After following the steps and pruning both models I have generated an engine using DeepStream to load it in the Jetson Nano.
For the B4 model the speed is 14 fps and for the B5 model it is 9 fps. It seems it is very slow taking into consideration that the models have been pruned.
Do you know if there is any benchmark to validate these values? In case they are the proper values, is there any way to optimize it and reduce them?
Yes, I’m using both networks in classification mode.
We’re considering several options and we though efficientnet would be the best for us. Right now the model I’ve used at 30 fps is B1, but I’d like to know if it could be possible to use more complex architectures like B4 or B5 at similar fps with the Nano.

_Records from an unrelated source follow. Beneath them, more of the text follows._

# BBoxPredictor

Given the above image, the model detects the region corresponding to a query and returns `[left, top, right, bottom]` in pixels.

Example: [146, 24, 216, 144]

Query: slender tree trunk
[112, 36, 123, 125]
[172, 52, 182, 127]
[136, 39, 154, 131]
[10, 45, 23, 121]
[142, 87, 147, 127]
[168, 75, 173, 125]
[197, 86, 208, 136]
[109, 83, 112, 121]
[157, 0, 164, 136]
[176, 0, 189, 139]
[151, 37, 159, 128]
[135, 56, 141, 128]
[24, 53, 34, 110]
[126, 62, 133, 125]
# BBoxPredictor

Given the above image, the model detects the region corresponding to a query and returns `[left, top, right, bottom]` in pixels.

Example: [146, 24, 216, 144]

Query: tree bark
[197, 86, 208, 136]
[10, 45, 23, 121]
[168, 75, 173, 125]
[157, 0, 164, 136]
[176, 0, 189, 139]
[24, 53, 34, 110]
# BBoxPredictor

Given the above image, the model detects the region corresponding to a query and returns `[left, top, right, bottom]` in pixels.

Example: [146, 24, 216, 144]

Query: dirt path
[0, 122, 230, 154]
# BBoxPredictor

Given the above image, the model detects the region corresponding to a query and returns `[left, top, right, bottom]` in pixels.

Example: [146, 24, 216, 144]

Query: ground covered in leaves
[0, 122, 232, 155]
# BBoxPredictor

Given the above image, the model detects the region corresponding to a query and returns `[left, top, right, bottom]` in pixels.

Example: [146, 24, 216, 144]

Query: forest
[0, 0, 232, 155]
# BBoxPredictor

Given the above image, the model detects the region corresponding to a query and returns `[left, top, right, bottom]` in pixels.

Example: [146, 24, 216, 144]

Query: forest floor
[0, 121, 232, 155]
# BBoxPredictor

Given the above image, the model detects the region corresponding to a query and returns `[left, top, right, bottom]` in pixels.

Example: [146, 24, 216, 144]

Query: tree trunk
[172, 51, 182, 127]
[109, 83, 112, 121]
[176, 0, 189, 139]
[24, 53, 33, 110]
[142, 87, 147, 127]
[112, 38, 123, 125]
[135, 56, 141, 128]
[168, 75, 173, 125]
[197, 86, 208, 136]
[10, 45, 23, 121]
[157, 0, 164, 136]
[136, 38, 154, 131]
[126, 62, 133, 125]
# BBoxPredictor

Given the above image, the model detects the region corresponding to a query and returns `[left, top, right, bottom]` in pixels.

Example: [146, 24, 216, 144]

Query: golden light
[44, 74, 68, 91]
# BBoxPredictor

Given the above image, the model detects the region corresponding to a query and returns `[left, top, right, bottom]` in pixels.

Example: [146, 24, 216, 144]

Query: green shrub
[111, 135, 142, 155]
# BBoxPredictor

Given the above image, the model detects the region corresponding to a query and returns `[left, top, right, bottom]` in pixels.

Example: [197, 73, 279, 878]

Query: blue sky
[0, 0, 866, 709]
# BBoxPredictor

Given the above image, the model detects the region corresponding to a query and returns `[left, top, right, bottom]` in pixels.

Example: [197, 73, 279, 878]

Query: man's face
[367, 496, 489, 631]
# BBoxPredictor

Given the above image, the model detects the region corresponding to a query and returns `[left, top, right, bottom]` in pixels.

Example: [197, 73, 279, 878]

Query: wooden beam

Yes. I pruned them with a threshold of 0.6 for both models and then I retrained them following the tutorials you have with a few less epochs. As I told you with B1 I’m having 30 fps and the prune threshold is the same
You can try several thresholds to prune more and then run retraining.
Usually the threshold is not the same for different backbones. After pruning, you can find the pruning ratio in the log. Or you can also find the new trainable parameters in the retraining log.
Hi again and sorry for the delay. I’ve tried with several thresholds in the B5 model and with a 0.7 threshold the size of the etlt file is about 6 MB. So when I put it inside the DeepStream application the frame rate is 15 fps, which is much better than the 9 fps we had with 0.6 threshold. My question now is:
with a file of only 6 MB size is it normal to have only 15 fps? Isn’t it a really small file?